Product Review: Quickoffice

Posted: May 2, 2014 in Uncategorized

2014-04-29 17.01.49

© 2014 G.N. Jacobs

Sometimes, it’s the small things that force a rethink. Until, a few weeks ago I was a devoted user of Documents to Go, the granddaddy of mobile office suites. I didn’t mind that I might pay $16 for the Premium edition. Everything worked and still generally works well, but a recent update destroyed the ability to type using a Bluetooth keyboard. And so I found Quickoffice…

When I was first searching for my writing tools, I’d looked at Quickoffice and rejected it for Documents to Go, on the theory that sometimes the more expensive system saves backend trouble. But, when the Bluetooth keyboard couldn’t type at the same time that I was modifying my work habits to actually use my Bluetooth keyboard, I was glad to see that Google had bought Quickoffice and had turned it into a free loss leader to drive traffic to GoogleDrive, Google’s cloud service. A quick read of the comments in the App Store to make sure I didn’t bite the lemon by getting something that wouldn’t work with pre-existing arrangements (I’m heavily invested in a Dropbox account) and I made the change.

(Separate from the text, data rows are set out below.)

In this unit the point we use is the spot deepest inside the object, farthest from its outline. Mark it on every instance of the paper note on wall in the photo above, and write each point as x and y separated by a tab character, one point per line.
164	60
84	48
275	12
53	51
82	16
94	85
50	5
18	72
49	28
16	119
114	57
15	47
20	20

On an iPad with a Bluetooth keyboard, the choice will still be clear in favor of Quickoffice even after whatever update fixes the problem with Bluetooth keyboards on Documents to Go. My most used controls: bold,italics and underline are placed at the top left corner of the main writing screen. Other controls like the basic font and paragraph controls are at the top right of the same screen, waiting for the user to use a finger to fix his or her copy the way they want. And Quickoffice actually allows the usage of AirPrint, somethingstill not allowed on Documents to Go.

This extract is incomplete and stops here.